Airports take action against Chinese coronavirus spread
Airlines and airports in China and around the world are taking actions to contain the spread of the deadly and mysterious coronavirus that has already claimed 17 lives and infected more than 570 people
The coronavirus, also known as the 2019-nCoV virus, appeared in Wuhan, China, a city of 11 million inhabitants. Each year, more than 20 million air passengers transit through the city for the celebrations of the Lunar New Year, due to start on January 25, 2020. In total, more than three billion people travel during that period, making the phenomenon the biggest annual migration of humans on the planet.
Asia, the most affected region so far
To prevent a potential spread of the virus, the Chinese authorities have announced that the Wuhan would be isolated from the rest of the world from January 23, 2020, right before the celebrations. The measure includes Wuhan Tianhe International Airport (WUH), whose flights should be interrupted “until further notice”.
However, several other cases have already been detected outside of the Chinese borders.
In Singapore Changi Airport (SIN), the screening was extended from people arriving from Wuhan to all Chinese passengers.
In Thailand, which receives almost a quarter of Wuhan’s international flights, Bangkok, Phuket, Chiang Mai, and Krabi airports are now equipped with thermal cameras to detect syndromes of fever, with affected people being placed in quarantine for at least 24 hours. Around 1300 passengers from China fly to Thailand every day. Four people infected with coronavirus have already been detected.
Precautions extended to five main U.S. airports
The United States Centers for Disease Control and Prevention (CDC) began screening arrivals on direct and connecting flights from Wuhan to Los Angeles International Airport (LAX), New York- John F. Kennedy International Airport (JFK) and San Francisco International Airport (SFO).
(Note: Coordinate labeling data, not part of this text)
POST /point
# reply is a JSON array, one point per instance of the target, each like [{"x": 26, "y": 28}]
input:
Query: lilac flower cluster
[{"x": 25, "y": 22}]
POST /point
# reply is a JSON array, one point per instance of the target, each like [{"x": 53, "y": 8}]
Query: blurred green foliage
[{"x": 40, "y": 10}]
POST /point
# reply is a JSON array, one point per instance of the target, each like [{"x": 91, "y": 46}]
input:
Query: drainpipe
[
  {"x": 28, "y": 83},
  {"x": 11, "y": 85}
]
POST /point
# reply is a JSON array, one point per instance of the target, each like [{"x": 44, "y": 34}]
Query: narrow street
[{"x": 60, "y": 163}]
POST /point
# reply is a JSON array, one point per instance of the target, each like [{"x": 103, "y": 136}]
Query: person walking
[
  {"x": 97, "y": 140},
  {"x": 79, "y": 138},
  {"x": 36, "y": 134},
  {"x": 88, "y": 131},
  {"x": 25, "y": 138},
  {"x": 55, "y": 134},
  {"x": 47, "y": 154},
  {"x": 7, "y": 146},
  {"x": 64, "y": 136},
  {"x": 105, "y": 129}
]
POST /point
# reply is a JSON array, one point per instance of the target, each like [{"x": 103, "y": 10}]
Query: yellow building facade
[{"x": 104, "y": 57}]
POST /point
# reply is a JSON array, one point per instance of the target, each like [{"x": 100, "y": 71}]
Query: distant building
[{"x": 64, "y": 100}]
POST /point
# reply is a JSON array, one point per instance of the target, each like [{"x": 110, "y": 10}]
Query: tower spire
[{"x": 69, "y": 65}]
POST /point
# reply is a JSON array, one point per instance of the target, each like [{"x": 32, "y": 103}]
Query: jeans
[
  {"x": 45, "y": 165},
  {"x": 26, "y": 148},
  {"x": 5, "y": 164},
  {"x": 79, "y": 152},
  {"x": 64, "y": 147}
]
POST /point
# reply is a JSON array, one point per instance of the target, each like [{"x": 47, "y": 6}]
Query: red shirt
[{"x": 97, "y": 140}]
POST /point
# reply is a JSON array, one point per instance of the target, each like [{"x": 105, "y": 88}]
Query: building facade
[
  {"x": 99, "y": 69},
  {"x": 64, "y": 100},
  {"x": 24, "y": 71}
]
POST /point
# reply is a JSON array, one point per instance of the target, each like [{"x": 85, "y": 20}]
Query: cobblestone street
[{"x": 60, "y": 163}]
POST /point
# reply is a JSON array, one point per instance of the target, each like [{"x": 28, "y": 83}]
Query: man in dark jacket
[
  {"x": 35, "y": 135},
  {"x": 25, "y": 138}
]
The measures should be extended to Chicago- O’Hare International Airport (ORD) and Hartsfield–Jackson Atlanta International Airport (ATL). The first case of an infected person was spotted in Washington DC on January 21, 2020.
Dubai takes precautions
With “thousands” of visitors expected for the Lunar New Year celebrations, the General Civil Aviation Authority of the United Arab Emirates (GCAA) has announced that travelers from China would be subject to thermal imaging cameras. “The control will be carried out at secure (landing) doors” by medical teams, the GCAA said. Chinese travelers represent a significant share of tourism in Dubai.
No confirmed case in Europe,
China Southern Airlines operates several routes between Wuhan and European airports, where measures have been taken. Upon arrival in London-Heathrow (LHR), passengers are transported to a separate area where they are inspected by medical services. As for those arriving in Rome-Fiumicino (FCO) and Moscow-Sheremetyevo (SVO), they are inspected by thermal cameras during screening.
The only European airline with a direct route towards Wuhan is Air France. On January 22, 2020, Flight AF139 was still carried out by an Air France Airbus A330-200. “We are very concerned,” said Benjamin Smith, CEO of Air France-KLM. “We have not modified any of our procedures and none of our ‘processes’ in China”, he explained, adding that the group remained “in permanent discussions with our partner China Eastern as well as our other partners in China.”
No particular precautions, such as temperature control, have been enforced yet in French international airports. However, Agnes Buzyn, French Minister of Solidarity and Health said that “all international airports have information posters.”
Coincidentally, on January 23, 2020, the Chinese Embassy in France reported being in contact with a resident of Wuhan that recently arrived in Lyon, and bragged on social media about taking antipyretics to pass airport border controls despite showing disturbing symptoms of fever and cough. The authorities have yet to determine if she is or not infected by the 2019-nCoV virus.